GERMANY - The flight of institutional money away from German open-ended real estate funds (GOEFs) has caused their market share as part of the overall German fund market to drop drastically over the past five years, according to Kommalpha.

As of March 2012, the market share of GOEFs was just over 4%, close to the level in 2006 but considerably below the record of almost 6% in March 2007.

Kommalpha noted in its latest study on the German property market that most of the problems in the GOEF sector were "home-made" and that the "German fund market in total certainly is in a structural crisis".

Nevertheless, the research company pointed out that most analysis differentiated too little between the funds.

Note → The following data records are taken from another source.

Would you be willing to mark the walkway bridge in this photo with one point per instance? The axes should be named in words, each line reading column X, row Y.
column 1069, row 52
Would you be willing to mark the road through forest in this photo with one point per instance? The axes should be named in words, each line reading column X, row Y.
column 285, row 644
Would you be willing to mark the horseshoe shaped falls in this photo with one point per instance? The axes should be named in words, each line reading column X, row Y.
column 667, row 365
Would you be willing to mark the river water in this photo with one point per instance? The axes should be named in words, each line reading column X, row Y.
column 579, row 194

In total, the asset volume in GOEFs has increased slightly over the past five years from €78bn to €85bn, with Kommalpha noting that retail customers were sticking with the vehicles.

Institutional investors, on the other hand, have substituted GOEF investments with shares in Spezialfonds or closed-ended funds. Kommalpha stressed that the share of the still open GOEF market was "growing and sees net inflows".

In total, 10 funds will be liquidated over the next five years, with most of the vehicles scheduled to be wound down by 2013-14. A list of the funds can be found in the report.

The research company noted that GOEFs would "continue to play a role" in the German property sector, echoing a statement recently issued by rating company Scope.

In its latest note on the GOEF market, Scope included a ranking of KAGs managing this type of vehicle.

RREEF and Union Investment received the top AAA rating, followed by Deka Immobilien and WestInvest - both AA - and Commerz Real Investment with an A rating.

Scope noted that these companies managed to keep products open throughout the crisis.